This was my second trip to New York City with a theme of tea in mind. My 2011 visit was a leisurely ramble seeking out tea experiences in museums and other non-tea venues. That trip was a great adventure full of visual surprises. This most recent trip could not be characterised as restful, since it was made for the purpose of launching The Tea Book at two shops at opposite ends of Manhattan Island, scheduled for Saturday and Sunday afternoons. It was however, very sociable. I met dozens of people who are keenly interested in tea. Everyone was warm and relaxed – perhaps because it was the weekend. I like to think it is because they are tea people…
Friday was my only non-book free day. It began with a visit to Sebastian Beckwith’s studio in Union Square. Sebastian and his partner Ana Dane own In Pursuit of Tea.
Tea consultant to some of New York’s finest dining establishments, Sebastian has been in the tea world professionally for over 20 years. My introduction to him was by way of Kevin Gascoyne (Camellia Sinensis Tea House), who I have written about in previous posts.
On my way to his tea studio, I passed through Union Square farmer’s market, where, on this bright fall morning, sun illuminated bushels of apples and late harvest vegetables. Apple sniffing and bakery purchases would have to wait…
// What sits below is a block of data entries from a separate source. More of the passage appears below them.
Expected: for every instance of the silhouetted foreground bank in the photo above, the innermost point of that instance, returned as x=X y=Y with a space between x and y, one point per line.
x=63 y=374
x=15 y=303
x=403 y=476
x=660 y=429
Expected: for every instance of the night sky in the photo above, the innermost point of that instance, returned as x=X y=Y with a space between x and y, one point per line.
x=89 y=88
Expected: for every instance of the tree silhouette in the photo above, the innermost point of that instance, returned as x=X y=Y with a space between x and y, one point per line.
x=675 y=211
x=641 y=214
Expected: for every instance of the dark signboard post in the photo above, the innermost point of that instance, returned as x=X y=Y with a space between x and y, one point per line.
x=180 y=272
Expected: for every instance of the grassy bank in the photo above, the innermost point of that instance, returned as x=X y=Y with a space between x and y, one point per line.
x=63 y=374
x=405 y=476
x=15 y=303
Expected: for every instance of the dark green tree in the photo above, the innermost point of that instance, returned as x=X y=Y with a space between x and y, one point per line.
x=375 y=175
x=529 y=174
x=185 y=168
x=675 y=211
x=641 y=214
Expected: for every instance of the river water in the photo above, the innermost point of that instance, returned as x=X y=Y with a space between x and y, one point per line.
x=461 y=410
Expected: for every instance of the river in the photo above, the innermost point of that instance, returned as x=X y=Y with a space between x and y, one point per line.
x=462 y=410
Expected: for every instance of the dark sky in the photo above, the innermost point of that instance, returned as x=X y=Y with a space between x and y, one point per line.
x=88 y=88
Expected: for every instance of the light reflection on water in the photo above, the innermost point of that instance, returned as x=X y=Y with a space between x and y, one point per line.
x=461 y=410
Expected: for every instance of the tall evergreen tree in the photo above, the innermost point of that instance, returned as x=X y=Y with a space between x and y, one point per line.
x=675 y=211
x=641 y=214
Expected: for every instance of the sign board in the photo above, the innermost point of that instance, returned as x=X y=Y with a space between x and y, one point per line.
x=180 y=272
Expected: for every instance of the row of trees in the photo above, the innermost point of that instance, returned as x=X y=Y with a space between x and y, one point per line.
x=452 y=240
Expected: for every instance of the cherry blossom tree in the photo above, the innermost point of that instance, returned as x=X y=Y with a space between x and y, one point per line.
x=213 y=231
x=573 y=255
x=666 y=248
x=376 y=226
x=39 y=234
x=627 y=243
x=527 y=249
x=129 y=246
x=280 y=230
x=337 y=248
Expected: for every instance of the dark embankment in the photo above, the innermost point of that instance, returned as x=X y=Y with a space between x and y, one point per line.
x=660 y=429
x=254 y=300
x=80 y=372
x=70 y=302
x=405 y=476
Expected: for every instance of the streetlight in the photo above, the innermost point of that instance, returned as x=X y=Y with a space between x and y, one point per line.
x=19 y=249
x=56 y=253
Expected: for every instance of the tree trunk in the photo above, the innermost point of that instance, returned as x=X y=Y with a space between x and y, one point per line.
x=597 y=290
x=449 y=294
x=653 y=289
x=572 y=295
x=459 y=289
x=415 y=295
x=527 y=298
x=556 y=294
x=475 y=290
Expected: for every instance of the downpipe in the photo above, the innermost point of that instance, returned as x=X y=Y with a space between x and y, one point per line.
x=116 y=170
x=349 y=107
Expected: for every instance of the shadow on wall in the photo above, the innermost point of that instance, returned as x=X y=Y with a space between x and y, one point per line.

As I entered his studio, I was aware of how comfortable I felt with Sebastian’s arrangement of tea equipment. Familiar tea ware and the still light that came through his city windows had a similar feel to the studio I’ve been creating in Toronto. He has a vast selection of direct-sourced tea which he acquires on regular visits to northern India, Sri lanka, Nepal, Sikkim and other countries of origin. At a small table, he prepared tea after tea seamlessly so that I was hardly aware of the end of one and the beginning of the next. We started with Darjeeling 2nd flush (Namring), then Yellow from Anhui, on to a rather rare and unusual Ceylon and ending with an Assam which did much to disarm my bias towards what I’d always considered a relatively one dimensional leaf. It was sweet and plummy, made by a passionate farmer who also works in construction in the Assam valley.
We discussed the state of the tea industry; the frustrations of Sri Lankan growers unable to export experimental small batch teas because of restrictions of an auction/broker system that thwarts their creativity; the challenges of bringing good tea to the fine dining experience and how tea business differs between Canada and the U.S. It was equal parts philosophical and practical.
I left with some lovely teas and a sense that the weekend was starting well. I met up with my husband, bought some Winesap apples, whole grain rolls and admired bee-laden lavender. We walked The High Line from 15th to 34th. I love this urban park. It’s a wonderful way to walk the lower west side easily and slowly all the while taking in the sights below. It marks the former elevated rail that serviced the factories and warehouses of the old lower westside Manhattan.
My friend and colleague, Jo Johnson of A Gift of Tea and blogger at Scandalous Tea, kindly arranged for me to do 2 book signings while in New York. Saturday’s signing was at Monkey Cup in Harlem – a long cab ride up to Hamilton Heights – wish I’d had more time to explore. Sunday afternoon was spent at T Shop in Soho – a vibrant sunny day that brought many tea friends and was light hearted, warm and delicious.